#BiciStorie – i racconti corrono sul circuito di Facebook2 min read
Reading Time: 2 minutesDopo la pausa delle vacanze eccoci di nuovo in pista. Chiuso il concorso #RaccontiDistopici rimane aperto #BiciStorie e proseguirà in volata fino al 15 settembre, giorno in cui verranno chiuse le iscrizioni e la giuria si prenderà il tempo necessario per eleggere il vincitore.
Come dicevo sopra, Penne Matte ha passato qualche giorno in ferie, ma da oggi torniamo attivi e la prima cosa che abbiamo fatto è stata aggiornate la lista dei racconti sulla bicicletta che potete leggere qui.
L’altra cosa che abbiamo fatto, è stato programmare da ora al 24 agosto sera la socializzazione di tutti i racconti ad oggi partecipanti al concorso su Facebook.
Ricordiamo alla rete che, diversamente dal concorso sulle distopie, in questo sulla bicicletta, gli iscritti a Penne Matte sono parte della giuria, quindi il loro giudizio, espresso attraverso la votazione capolavoro/cartastraccia, verrà preso in considerazione nella selezione del vincitore e dunque è importante che tramite Facebook e Twitter i racconti circolino e vengano letti.
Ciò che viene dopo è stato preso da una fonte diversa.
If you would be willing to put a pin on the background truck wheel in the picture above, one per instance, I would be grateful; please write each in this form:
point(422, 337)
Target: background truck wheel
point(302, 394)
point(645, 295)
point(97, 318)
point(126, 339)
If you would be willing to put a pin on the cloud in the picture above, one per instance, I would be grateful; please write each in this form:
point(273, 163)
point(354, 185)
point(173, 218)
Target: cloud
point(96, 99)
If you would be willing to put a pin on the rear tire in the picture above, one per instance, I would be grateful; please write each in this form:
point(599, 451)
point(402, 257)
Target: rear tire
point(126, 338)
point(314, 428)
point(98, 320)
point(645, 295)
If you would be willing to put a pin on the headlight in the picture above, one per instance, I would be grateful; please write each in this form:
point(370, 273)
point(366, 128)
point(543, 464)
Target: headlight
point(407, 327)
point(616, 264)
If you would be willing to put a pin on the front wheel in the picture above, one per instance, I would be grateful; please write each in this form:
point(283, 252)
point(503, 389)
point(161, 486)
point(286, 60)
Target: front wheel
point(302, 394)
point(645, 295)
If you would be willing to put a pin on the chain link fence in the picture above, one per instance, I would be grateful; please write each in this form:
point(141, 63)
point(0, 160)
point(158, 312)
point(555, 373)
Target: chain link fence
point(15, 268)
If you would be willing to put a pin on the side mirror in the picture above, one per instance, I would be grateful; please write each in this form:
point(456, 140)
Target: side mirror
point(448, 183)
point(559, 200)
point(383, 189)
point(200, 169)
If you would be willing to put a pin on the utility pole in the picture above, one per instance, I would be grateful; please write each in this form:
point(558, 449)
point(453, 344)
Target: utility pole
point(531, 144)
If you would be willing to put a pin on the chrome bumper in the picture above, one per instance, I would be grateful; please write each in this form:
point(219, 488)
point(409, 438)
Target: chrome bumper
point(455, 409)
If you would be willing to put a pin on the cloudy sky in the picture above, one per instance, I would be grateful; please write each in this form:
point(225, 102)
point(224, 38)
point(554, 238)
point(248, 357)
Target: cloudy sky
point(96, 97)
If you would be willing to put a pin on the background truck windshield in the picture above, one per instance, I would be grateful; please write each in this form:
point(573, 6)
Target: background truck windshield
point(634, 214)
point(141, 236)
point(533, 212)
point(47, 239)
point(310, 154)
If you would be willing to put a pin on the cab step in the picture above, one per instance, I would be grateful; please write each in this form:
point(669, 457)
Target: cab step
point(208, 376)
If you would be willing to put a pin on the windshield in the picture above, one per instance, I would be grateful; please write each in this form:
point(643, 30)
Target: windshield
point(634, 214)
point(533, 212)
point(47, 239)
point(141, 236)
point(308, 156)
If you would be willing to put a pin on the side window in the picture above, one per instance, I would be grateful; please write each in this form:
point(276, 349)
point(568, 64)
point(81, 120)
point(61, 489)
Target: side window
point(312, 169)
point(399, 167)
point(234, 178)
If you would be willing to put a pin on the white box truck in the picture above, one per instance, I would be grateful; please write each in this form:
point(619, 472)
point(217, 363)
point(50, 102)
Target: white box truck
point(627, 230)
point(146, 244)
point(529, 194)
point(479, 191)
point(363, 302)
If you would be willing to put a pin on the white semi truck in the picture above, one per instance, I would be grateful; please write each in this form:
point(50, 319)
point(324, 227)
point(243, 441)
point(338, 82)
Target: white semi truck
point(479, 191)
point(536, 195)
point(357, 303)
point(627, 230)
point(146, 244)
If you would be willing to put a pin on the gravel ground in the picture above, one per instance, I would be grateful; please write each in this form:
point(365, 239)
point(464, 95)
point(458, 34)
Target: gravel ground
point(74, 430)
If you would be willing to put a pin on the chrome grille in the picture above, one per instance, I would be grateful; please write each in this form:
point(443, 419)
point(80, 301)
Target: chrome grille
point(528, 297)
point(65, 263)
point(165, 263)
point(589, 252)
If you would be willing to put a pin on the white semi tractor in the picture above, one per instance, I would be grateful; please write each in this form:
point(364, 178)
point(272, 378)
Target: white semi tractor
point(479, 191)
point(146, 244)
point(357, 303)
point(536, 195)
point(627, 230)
Vi lasciamo con una news molto interessante, pubblicata su BC, la rivista che insieme a REcicli ha dato vita a questo concorso, una news che potrebbe essere buono spunto per riprendere la routine lavorativa nel modo, o meglio, col mezzo giusto.
articolo di Michele Bernelli per rivista BC

Bike to work, un’indagine a Londra: la bici quotidiana ti rende virtuoso
La campagna inglese Cyclescheme per il bike to work, varata con il sostegno del ministero dei Trasporti, prende slancio dalle indagini statistiche condotte sull’universo di ciclisti quotidiani che vi aderiscono: un campione di 10mila commuters, sotto esame da ormai un decennio.
Nel 2014 una rilevazione condotta su 2500 bikers e 100 datori di lavoro aveva posto l’accento sulla maggiore produttività dei dipendenti che ogni giorno raggiungono la scrivania pedalando (in termini di minore stress sul lavoro, di maggiori capacità di concentrazione, di minore assenteismo per malattia).
L’ultimo studio di Cyclescheme (questo il link per chi vuol saperne di più sulla campagna) si sofferma invece sugli effetti virtuosi sullo stile di vita indotti dall’uso quotidiano della bicicletta: il 48% degli intervistati ha dichiarato di aver modificato in senso salutare il proprio regime alimentare, il 29% di aver ridotto il consumo di alcool, il 20% di aver diminuito il numero di sigarette.
Altri dati significativi riguardano l’effetto traino del bike to work. Rispetto alle proprie propensioni sull’uso della bici (due terzi degli intervistati hanno confessato di essere stati conquistati dalla bicicletta, e di pedalare molto più del previsto, anche fuori dal tragitto casa-lavoro); e anche rispetto all’efficacia del proselitismo (ben il 70% si è adoperato per portare sulla strada della bici quotidiana amici e colleghi).